4. And The Times isn't the only publisher claiming a huge surge in viewing following a relaunch - in January, the Telegraph launched a controversial poster campaign claiming that, following the brand's much-vaunted reinvention as a multi-platform content provider, telegraph.co.uk was now "Britain's number one quality newspaper site". This led to howls of protest from The Guardian and The Times, which in recent years have regarded themselves as number one and number two in this market. A complaint has also been lodged with Advertising Standards Authority.
5. But the spat has merely served to remind many in the digital market, not least advertisers, that there is no universally recognised trading currency in the online publishing business - not one, at any rate, that delivers guidance akin to the benchmarks provided by the Audit Bureau of Circulations or the National Readership Survey. The Telegraph's claims are based on figures from the research company Hitwise. A very different pecking order is obtained if you use figures from rival research companies using rival methodologies - for instance, Nielsen NetRatings, Comscore or ABCe.
6. The Financial Times launched a new integrated print and online newsroom on 1 October 2006. In order to meet the information demands of its global audience, its journalists will now be required to work an extended rota, with a greater number of early morning shifts.
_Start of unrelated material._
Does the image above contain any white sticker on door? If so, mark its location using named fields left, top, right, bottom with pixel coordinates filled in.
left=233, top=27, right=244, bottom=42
Yet despite aiming to deliver more, the paper actually parted company with 50 journalists - 10 per cent of its editorial staff.
WHAT IT MEANS FOR ...
- These are make or break times for some of the media owners in the newspaper sector, especially those that entered the digital era with limited broadcast assets. When they're making such huge leaps of faith, it is perhaps too much to expect everyone to get it right first time.
- They have no option but to keep pushing forward because one thing is for sure - a static, two-dimensional news site is going to find itself falling ever further off the pace and increasingly ignored. The Mirror's determination to compete has to be applauded, even if it has some way to go.
- The market will always applaud moves to improve content and thereby attract a growing audience. But the squabble about which UK quality newspaper is top dog in the UK digital domain was not well-timed. Advertisers like to see media owners competing vigorously, but they will suspect that, in this instance, newspapers would be advised to pay more attention to the bigger picture.
- They might, for instance, tell media owners to look at alexa.com, which ranks internet sites by popularity. There are only five newspaper-owned sites in the top 100 most-visited UK web destinations: Guardian Unlimited at number 28, The Sun at 41, The Times at 53, and the Telegraph at 99. The top conventional media owner is the BBC at six. True, advertisers have long-established relationships with publishers, but they will be increasingly unwilling to reserve a special pot of ad revenue for the most-visited website owned by a newspaper group.